Vern Poythress, in the Westminster Theological Journal (70/1  129-42), writes a thought-provoking article about different “Kinds of Biblical Theology.” His aim is “to reassess the present-day possibilities for biblical theology’s relation to systematic theology” and to show how one cannot be done without the other. To start, Poythress sketches a brief history of the term, “biblical theology,” contrasting Geerhardus Vos with Johann Gabler and James Barr. Following Vos, and leaning on the earlier work of Richard Gaffin, Poythress argues for reading the Bible with attentiveness to the divine unity of ‘biblical theology’ and nuanced recognition of the different ‘biblical theologies’ espoused by various biblical authors. He compares biblical theology to a historical, linear representation of Scriptures, while systematic theology attempts to encircle various biblical themes into logical spheres. Both approaches are necessary and heuristically viable, and both should be employed by biblical exegetes.
Moreover, Poythress encourages faithful systematicians and biblical theologians to use both BT and ST to read the Bible. This two-fold approach coheres with the unity and diversity, the history and the logic of the Scripture. Speaking of this, he writes cautioning against oversimplifications in biblical theology:
Why not write the theology of Paul with resurrection and union with Christ as a central organizing theme, while a theology of the Synoptics would have as a central theme the coming of the kingdom of God? Then a theology of Hebrews would focus on the superiority of Christ, particularly in his high priestly ministry; a theology of John might make central the theme of the revelation of God in Christ; a theology of Revelation might choose theophany and spiritual war as central; a theology of James might make wisdom central; a theology of 1 Peter might choose suffering for Christ as central. A theology of 2 Thessalonians–why not contemplate such a thing?–might make central the hope for the Second Coming. A theology of the Pastoral Epistles might choose the theme of gospel ministry as central.
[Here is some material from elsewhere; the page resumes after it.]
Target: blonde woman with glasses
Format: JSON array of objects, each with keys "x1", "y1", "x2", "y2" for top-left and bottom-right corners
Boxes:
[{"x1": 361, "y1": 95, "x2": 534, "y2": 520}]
In laying out such a proposal, Poythress encourages us to read the Bible more carefully. Affirming Scripture’s divine origin, inspiration, and coherence, he cautions that we should not force themes, systems, or concepts on the Bible. Instead, we should read each Spirit-breathed book, author, and genre with attention to the details of the text. BT and ST should work together to unpack the riches of God’s Word, and we should boldly proclaim the spiritual unity and contextual diversity that is found in God’s redemptive history.
May we do so with power and precision.